James entitled his post, “Bury Hillary,” but, as James understands only too well given his evident familiarity with the lore of the undead, burying the creature simply delays the inevitable until it re-emerges and works its revenge in the sequel. In that light, it may be best not to make her angry.
Filed under: politics












Given the description of Hillary, McCain needs not the coiffed Mormon, but one of the Ghostbusters team. Aykroyd’s Canadian, so it might have to be Bill Murray. He could do his lounge act in the Senate. It might keep them out of mischief.
I don’t think Hillary is so problematic that she can’t be brought into the fold of an Obama administration, but I just don’t think VP is the right slot for her.
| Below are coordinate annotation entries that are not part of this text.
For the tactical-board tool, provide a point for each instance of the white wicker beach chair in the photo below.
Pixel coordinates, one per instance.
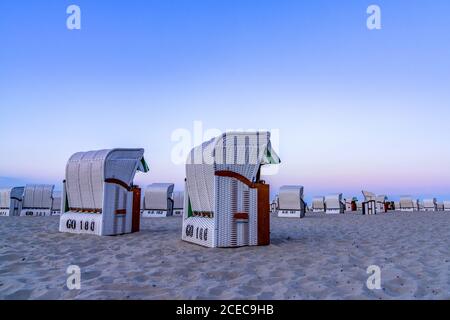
(334, 204)
(56, 204)
(446, 205)
(348, 204)
(11, 201)
(226, 202)
(430, 205)
(158, 200)
(178, 203)
(37, 200)
(381, 203)
(291, 203)
(369, 206)
(359, 206)
(407, 204)
(98, 194)
(318, 204)
(274, 205)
I know it would be the best slot for her, but that’s the purpose of a VP is to serve the President’s needs, not her own.
Hillary just wouldn’t be the right VP for him. Yes, she’s obviously a good attack dog, but she’s not the right kind of attack dog for Obama, who is trying to create a more soothing and less threatening political posture for his campaign. But there are plenty of slots in his Cabinet I think she could fit into, such as Sec Def, Sec State, AG, etc. There’s plenty of uses for an attack dog personality in those roles.
To be honest, polling shows that Obama’s best VP candidate, the guy who helps him actually gain the most votes, is John Edwards. Edwards gives Obama more help in PA than even Ed Rendell, the Governer of PA. That surprised me at first glance, but then it makes sense. I know a lot of people like the idea of Edwards being AG, and Hillary VP, but it probably works better the other way around. Edwards can be a great attack dog as well, but somehow he manages to do it with a smile on his face and a more inspiriational message.He and Obama would still have differences, but not irreconcilable ones, and yet still fit well together, whereas he and Hillary just seem like oil and water when it comes to campaigning, and that’s the major qualification for the job, let’s face it.
Also, as VP choices for McCain goes, the polling seems to indicate that Romney is McCain’s weakest choice, so of course I hope he picks him, but unfortunately he’s not likely to do that. Huckabee had a great line about Romney, that he looks the guy who fires you. And Edwards looks like the lawyer you hire to sue Romney for unlawful termination.
I like Webb, and VA might be in play.
McCain might pick Bobby Jindal, just to shake everything up.
Whatever else one may say about Dick Cheney, he has transformed the Vice Presidency–even to the point of declaring that the Vice Presidency occupies some constitutional Twilight Zone between the Executive and Legislative branches. While Cheney’s specific acts, such as committing war crimes and violating the Constitution, are bad enough, the real problem is that he’s basically created his own shadow government.
Our next Vice President’s greatest task will be to come to grips with Cheney’s legacy. This is a constitutional issue and one far more important than any electoral math.
I don’t share Sullivan’s estimation that Senator Clinton is a Lovecraftian monster, but there is no question that she is exceptionally grasping. If you’re concerned about the Cheney Vice Presidency on general principles, a Clinton Vice Presidency is probably not the best choice.
Agreed that she is not, in fact, the creature from Little Shop of Horrors or anything of the kind, and I also take the point that she is not the best VP selection available. Edwards might work, and a lot of other people have been talking up Strickland as a smart choice.